- 52°56′02″N 8°11′20″W﻿ / ﻿52.933888°N 8.188852°W
- Type: passage tomb
- Location: Ashleypark, Nenagh, County Tipperary, Ireland

History
- Built: c. 3350 BC

Site notes
- Elevation: 89 m (292 ft)
- Height: 5 m (16 ft)

National monument of Ireland
- Official name: Ashleypark Burial Mound (Cist)
- Reference no.: 573

= Ashleypark Burial Mound =

Tomb in Ireland

Ashleypark Burial Mound is a passage tomb and National Monument in the townland of Ashleypark, County Tipperary, Ireland.

==Location==
Ashleypark Burial Mound is located 2.1 km (1.3 mi) west of Ardcroney, 1 km north of Ashleypark House and Lough Ourna.

==History==

Ashleypark Burial Mound dates to the Neolithic: radiocarbon dating indicates a calendar date of c. 3350 BC for the burial in the chamber of an infant. The inner end of the structure contained an adult and child, cattle bones, a bone point, some chert flakes and Neolithic pottery, including sherds bearing channelled decoration. It lay until recently in an ancient oak forest. The site was damaged by bulldozing in 1980.

==Description==

The mound is described as a Linkardstown-type cist but may be a simple passage grave.
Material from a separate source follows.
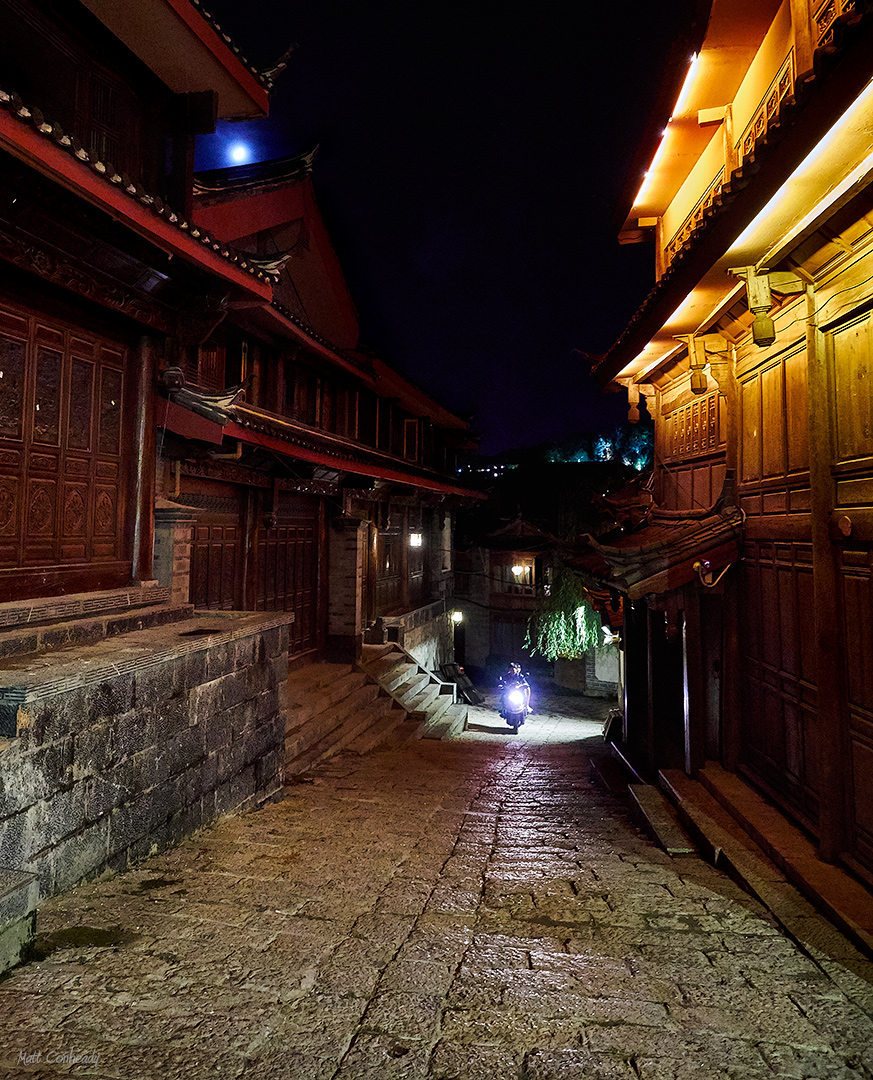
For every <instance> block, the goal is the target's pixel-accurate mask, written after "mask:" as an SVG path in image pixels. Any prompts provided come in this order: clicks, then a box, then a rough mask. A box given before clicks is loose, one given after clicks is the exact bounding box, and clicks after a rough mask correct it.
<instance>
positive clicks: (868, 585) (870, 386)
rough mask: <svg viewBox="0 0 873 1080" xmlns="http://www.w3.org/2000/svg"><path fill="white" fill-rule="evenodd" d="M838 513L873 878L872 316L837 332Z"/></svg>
mask: <svg viewBox="0 0 873 1080" xmlns="http://www.w3.org/2000/svg"><path fill="white" fill-rule="evenodd" d="M832 360H833V373H832V374H833V381H832V387H833V397H834V400H833V407H834V417H835V420H836V423H835V424H834V435H835V437H834V461H833V474H834V489H835V491H834V495H835V498H834V510H833V512H832V515H831V518H832V519H831V538H832V540H833V549H834V554H835V556H836V566H837V568H838V579H837V580H838V591H840V593H841V594H842V595H840V596H838V597H836V599H837V602H838V607H840V608H841V609H842V610H841V615H842V619H841V620H840V622H841V624H840V626H838V633H840V634H841V635H842V638H843V639H842V643H841V645H842V648H841V652H842V654H843V656H844V657H845V658H846V664H845V698H844V701H843V710H842V712H843V717H844V733H843V739H842V741H841V742H842V744H841V745H837V746H825V747H822V752H823V753H833V754H840V755H842V757H843V770H842V771H843V775H844V778H845V785H846V796H847V797H846V806H847V821H846V826H847V827H846V849H847V850H846V859H847V861H848V862H849V863H850V864H851V865H852V867H854V868H855V869H856V870H858V872H859V873H861V874H862V875H864V876H865V877H867V878H868V880H871V881H873V798H871V791H873V315H871V314H870V313H865V314H863V315H861V316H860V318H858V319H854V320H850V321H849V322H847V323H846V324H844V325H843V326H841V327H838V328H837V329H835V330H834V332H833V350H832Z"/></svg>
It consists of a round mound encircled by two low wide banks with internal ditches giving an overall diameter of 90 m (100 yd). The inner mound is 26 m (30 yd) in diameter with a cairn core covered in clay.

The megalith is trapezoidal in shape, 5m long and narrowing from 2.3m wide at the SE to 1.3 m at the NW (open) end. It was built around a limestone erratic which serves as a floorstone.